Extract Links

Extract Links from Response Body

Search through the body of valid responses (html, javascript, etc…) for additional endpoints to scan. This turns feroxbuster into a hybrid that looks for both linked and unlinked content.

Example request/response with --extract-links enabled:

Make request to http://example.com/index.html
Receive, and read in, the body of the response
Search the body for absolute and relative links (i.e. homepage/assets/img/icons/handshake.svg)
Add the following directories for recursive scanning:
- http://example.com/homepage
- http://example.com/homepage/assets
- http://example.com/homepage/assets/img
- http://example.com/homepage/assets/img/icons
Make a single request to http://example.com/homepage/assets/img/icons/handshake.svg

./feroxbuster -u http://127.1 --extract-links

Comparison

Here’s a comparison of a wordlist-only scan vs --extract-links using Feline from Hack the Box:

Wordlist only

normal-scan-cmp-extract

With `--extract-links`

extract-scan-cmp-normal

Extract from robots.txt (`v1.10.2`)

In addition to extracting links from the response body, using --extract-links makes a request to /robots.txt and examines all Allow and Disallow entries.
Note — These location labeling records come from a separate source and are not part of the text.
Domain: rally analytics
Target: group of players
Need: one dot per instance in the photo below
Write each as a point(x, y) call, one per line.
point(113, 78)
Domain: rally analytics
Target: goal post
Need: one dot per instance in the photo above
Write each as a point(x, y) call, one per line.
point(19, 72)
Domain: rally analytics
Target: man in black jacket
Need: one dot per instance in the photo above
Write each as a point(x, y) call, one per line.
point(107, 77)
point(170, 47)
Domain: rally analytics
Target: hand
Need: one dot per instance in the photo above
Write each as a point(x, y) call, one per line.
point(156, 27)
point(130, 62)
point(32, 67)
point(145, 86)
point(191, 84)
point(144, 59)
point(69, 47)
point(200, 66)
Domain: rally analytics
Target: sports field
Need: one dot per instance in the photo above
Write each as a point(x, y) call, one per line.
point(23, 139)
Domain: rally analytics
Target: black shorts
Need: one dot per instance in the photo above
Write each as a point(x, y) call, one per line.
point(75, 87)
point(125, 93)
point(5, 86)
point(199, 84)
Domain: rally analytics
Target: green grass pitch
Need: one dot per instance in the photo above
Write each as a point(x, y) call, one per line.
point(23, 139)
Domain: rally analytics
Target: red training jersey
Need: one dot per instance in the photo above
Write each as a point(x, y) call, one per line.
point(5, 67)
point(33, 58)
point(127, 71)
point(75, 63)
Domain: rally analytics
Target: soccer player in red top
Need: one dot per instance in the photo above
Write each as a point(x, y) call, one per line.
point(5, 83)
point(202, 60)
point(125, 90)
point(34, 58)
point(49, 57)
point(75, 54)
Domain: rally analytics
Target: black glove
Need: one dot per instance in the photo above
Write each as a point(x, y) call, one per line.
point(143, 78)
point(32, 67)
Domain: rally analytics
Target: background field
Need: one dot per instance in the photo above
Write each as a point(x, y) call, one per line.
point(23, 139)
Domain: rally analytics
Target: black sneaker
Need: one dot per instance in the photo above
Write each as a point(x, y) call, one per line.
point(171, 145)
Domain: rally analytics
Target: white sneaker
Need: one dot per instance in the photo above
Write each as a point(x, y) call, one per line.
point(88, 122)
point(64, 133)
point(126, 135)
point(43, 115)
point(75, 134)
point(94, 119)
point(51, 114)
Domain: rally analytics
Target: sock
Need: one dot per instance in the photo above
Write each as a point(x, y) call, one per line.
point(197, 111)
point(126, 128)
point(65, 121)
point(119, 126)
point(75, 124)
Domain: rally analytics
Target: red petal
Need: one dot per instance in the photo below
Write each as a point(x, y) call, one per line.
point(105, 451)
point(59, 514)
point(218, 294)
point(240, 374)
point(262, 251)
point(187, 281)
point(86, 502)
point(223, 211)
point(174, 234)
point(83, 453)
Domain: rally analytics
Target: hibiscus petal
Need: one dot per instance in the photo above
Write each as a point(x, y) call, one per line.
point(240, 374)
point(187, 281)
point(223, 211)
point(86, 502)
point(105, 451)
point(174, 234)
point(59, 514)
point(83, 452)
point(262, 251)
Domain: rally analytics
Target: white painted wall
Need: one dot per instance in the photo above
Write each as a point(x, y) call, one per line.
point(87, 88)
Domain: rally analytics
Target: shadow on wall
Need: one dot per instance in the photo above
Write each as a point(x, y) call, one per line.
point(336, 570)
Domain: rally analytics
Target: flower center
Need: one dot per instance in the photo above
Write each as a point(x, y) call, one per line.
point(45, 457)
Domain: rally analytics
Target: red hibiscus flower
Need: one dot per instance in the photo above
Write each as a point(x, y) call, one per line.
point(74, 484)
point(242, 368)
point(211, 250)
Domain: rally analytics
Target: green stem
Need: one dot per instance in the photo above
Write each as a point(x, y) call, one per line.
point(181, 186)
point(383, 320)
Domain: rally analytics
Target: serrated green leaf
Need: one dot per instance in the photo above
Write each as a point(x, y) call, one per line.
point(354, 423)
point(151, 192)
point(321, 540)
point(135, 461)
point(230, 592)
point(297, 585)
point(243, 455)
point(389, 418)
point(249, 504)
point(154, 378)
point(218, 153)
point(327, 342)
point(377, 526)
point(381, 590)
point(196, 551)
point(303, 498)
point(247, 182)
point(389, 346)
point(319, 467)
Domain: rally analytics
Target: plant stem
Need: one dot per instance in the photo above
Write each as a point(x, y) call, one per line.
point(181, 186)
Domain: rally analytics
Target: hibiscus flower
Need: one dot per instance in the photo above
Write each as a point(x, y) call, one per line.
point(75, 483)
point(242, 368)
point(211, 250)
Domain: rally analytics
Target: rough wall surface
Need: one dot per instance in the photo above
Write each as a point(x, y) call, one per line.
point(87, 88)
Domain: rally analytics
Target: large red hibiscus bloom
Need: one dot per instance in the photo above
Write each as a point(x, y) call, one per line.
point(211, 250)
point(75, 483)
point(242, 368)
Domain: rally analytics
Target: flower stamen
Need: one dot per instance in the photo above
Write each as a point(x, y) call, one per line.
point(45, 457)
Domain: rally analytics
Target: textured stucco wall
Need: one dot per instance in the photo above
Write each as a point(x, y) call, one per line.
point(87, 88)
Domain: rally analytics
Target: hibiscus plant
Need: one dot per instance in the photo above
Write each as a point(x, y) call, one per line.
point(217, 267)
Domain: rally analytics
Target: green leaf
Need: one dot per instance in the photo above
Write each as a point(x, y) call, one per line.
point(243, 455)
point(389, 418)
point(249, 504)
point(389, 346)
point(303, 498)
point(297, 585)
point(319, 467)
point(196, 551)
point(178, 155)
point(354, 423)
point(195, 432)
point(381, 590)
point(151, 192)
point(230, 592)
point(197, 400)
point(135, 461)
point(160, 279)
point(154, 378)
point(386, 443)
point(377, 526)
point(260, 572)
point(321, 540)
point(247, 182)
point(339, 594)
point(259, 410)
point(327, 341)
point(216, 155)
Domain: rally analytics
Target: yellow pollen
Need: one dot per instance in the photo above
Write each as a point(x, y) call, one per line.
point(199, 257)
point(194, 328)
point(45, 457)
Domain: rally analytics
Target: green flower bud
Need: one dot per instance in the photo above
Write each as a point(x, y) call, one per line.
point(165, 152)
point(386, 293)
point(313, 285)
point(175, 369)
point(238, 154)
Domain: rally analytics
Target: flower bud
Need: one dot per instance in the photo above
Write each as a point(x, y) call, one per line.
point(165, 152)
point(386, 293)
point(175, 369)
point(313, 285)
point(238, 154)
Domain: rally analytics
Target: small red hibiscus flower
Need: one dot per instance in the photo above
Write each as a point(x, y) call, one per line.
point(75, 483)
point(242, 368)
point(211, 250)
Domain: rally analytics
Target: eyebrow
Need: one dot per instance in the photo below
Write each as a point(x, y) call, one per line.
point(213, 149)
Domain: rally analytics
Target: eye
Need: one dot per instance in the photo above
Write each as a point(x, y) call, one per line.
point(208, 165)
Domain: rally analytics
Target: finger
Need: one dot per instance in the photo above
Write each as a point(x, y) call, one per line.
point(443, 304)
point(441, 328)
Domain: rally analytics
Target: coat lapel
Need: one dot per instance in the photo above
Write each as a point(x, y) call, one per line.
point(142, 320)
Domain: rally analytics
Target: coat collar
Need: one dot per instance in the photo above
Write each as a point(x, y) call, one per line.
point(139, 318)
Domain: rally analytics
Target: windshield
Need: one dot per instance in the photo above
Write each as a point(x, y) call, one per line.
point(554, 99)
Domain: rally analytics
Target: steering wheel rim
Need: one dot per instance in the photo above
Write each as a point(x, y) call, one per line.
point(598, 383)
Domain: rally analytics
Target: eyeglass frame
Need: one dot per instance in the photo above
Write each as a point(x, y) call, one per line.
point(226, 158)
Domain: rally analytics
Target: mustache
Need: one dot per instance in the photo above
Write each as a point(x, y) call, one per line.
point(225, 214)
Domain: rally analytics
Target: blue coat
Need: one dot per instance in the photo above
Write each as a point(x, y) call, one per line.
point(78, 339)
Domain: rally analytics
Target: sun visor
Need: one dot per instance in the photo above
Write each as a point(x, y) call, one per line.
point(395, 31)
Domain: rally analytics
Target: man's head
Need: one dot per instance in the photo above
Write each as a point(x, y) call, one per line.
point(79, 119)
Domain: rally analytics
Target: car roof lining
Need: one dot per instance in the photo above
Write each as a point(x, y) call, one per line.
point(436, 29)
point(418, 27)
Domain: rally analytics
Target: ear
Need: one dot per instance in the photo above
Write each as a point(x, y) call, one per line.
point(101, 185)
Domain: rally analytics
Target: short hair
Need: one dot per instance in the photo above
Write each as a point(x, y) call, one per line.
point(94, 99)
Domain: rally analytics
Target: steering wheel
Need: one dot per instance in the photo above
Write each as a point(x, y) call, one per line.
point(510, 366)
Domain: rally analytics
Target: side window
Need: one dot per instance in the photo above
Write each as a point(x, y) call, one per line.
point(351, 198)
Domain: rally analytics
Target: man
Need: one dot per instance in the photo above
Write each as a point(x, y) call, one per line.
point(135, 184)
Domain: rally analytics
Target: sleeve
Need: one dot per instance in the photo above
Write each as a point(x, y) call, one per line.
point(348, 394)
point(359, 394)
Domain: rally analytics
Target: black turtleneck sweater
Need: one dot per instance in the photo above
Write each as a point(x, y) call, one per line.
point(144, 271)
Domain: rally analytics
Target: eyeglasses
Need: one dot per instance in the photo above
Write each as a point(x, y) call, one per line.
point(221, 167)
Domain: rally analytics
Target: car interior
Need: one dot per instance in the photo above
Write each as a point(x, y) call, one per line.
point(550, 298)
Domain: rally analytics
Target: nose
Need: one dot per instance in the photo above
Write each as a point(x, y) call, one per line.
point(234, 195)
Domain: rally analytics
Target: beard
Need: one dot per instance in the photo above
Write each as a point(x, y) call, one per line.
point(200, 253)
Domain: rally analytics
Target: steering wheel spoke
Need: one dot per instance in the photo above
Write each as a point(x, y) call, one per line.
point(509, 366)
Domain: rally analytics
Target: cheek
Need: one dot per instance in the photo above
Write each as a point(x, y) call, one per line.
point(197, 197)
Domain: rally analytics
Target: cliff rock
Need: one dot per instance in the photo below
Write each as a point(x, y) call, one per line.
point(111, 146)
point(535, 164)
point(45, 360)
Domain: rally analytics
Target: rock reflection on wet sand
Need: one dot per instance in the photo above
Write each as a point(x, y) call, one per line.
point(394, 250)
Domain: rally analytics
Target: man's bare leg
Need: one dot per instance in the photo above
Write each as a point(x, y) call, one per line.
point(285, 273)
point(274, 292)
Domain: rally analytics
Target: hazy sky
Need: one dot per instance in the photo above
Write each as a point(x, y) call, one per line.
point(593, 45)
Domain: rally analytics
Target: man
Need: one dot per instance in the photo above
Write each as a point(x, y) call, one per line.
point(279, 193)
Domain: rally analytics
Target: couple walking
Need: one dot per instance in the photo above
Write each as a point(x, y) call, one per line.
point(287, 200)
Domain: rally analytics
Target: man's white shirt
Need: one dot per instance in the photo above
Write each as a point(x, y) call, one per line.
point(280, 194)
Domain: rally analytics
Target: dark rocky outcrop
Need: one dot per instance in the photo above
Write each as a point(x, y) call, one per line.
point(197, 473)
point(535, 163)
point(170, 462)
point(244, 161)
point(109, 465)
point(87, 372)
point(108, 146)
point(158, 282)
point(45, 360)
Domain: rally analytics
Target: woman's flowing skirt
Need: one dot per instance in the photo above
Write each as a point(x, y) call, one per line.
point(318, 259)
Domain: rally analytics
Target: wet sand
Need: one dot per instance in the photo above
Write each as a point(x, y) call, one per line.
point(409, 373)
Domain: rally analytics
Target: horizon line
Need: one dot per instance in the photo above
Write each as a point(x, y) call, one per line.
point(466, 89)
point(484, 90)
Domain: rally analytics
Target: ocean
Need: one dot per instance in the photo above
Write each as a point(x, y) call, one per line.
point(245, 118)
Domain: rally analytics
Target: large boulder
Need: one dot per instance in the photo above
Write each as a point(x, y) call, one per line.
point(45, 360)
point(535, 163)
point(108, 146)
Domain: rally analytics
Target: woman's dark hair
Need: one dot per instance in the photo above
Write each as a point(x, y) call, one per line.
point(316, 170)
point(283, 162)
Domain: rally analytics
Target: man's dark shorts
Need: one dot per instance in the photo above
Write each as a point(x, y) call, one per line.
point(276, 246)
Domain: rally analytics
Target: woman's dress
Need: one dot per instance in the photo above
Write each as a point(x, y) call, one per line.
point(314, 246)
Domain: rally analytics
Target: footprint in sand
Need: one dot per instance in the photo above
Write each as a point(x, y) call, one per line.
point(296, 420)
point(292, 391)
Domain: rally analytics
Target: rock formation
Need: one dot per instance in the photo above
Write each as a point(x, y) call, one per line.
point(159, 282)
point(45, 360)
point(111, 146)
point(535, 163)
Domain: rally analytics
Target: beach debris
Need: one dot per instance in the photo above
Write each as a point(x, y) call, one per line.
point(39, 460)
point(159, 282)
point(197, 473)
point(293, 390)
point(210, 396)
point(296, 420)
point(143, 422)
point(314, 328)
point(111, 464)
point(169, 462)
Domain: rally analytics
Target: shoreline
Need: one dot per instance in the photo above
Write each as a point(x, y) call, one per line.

Directory entries are added to the scan queue, while file entries are requested and then reported if appropriate.

Using Extract Links for Web Crawling

By supplying a single line word list containing only the root path feroxbuster can also be used to simulate web crawling behavior. This appears to give results comparable to hakrawlwer although feroxbuster is not quite as fast.